Step 3: Check If Perfect

This part is easy now that we have the functions from steps 1 and 2. We’ll limit the domain of this function to \(N > 0\). We’ll use the Either/Left/Right pattern so that an error message can be returned to the user.

def classify(input: Int): Either[String, NumberType.Value] = {
  if (input < 1) Left("Classification is only possible for natural numbers.")
  else {
    val aliquot = get_all_factors(input).filter(_ != input).sum
    aliquot match {
      case `input` => Right(NumberType.Perfect)
      case x if x > `input` => Right(NumberType.Abundant)
      case _ => Right(NumberType.Deficient)
    }
  }
}

Benchmarking

Graph of distribution of times depending on the size of N.

Parting Thoughts

This post took a lot longer to write than I thought it would, but it was a great exercise in technical exposition.

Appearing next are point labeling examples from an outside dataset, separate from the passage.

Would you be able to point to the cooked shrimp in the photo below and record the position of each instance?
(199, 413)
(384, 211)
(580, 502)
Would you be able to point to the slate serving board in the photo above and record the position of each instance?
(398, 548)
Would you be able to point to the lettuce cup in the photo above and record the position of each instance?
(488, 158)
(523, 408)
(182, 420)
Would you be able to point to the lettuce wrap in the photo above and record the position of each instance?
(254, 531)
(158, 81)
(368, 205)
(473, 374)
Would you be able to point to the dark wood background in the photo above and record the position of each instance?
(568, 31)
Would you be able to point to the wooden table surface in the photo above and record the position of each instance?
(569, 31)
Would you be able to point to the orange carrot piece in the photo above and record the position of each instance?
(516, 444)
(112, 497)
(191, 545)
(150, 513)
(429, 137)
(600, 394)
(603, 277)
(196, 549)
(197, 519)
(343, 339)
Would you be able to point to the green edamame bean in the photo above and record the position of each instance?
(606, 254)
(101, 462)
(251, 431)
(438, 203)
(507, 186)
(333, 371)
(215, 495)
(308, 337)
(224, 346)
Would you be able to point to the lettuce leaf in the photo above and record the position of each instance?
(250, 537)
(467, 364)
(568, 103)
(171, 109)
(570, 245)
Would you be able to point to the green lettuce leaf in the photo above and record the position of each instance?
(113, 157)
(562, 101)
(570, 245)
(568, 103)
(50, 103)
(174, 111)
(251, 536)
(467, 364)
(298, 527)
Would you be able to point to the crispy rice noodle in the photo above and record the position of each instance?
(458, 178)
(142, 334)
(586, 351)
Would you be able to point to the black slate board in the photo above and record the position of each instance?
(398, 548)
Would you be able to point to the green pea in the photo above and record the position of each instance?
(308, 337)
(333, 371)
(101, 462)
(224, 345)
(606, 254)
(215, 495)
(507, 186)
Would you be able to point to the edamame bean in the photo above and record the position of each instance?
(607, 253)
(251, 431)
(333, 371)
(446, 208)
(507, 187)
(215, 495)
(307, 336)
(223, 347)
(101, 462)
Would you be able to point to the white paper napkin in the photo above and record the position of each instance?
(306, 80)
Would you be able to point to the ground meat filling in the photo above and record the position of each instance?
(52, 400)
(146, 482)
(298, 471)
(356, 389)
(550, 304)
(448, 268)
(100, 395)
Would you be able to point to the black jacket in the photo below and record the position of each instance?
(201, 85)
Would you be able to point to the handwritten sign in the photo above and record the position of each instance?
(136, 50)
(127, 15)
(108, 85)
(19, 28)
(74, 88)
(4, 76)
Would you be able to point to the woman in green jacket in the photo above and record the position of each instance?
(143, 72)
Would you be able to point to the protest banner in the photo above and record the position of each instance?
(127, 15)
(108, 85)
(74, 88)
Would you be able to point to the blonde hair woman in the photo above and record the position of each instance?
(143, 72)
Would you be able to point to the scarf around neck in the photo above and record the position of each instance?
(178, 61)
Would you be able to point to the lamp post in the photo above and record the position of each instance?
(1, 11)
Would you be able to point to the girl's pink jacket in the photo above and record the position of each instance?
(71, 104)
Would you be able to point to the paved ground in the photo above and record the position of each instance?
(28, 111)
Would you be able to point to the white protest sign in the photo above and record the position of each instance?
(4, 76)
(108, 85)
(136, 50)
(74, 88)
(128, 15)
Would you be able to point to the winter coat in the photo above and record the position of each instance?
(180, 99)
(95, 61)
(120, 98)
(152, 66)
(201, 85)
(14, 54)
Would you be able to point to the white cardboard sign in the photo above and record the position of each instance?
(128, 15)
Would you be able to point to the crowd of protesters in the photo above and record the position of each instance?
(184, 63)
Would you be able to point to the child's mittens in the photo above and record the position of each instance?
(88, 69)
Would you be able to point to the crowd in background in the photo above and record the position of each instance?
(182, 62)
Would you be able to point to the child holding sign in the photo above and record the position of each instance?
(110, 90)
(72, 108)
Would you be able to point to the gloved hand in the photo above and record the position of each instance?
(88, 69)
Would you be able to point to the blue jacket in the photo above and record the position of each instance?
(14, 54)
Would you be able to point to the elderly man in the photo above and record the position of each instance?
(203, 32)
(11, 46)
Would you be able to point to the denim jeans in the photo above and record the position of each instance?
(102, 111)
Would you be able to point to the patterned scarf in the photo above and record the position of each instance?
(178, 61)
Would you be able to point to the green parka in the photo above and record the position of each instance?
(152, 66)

The hardest section to write was definitely describing the algorithm in Step 2. I figured out the formulation of the cyclic exponent sequences on a piece of scratch paper, and I’m sure I could explain it in person. However, “in person” implies back and forth conversation, not a one-way recitation. I think that I could improved my explanation by including a graphic that shows what the sequences look like for a large number such as \(2^3\times 4^2\times 5^4\).

My favorite section is the proof that varying powers finds all factors. While fairly trivial, I really miss the proof-based coursework of grad school. Writing elegant functions only partially scratches the itch to prove a good theorem.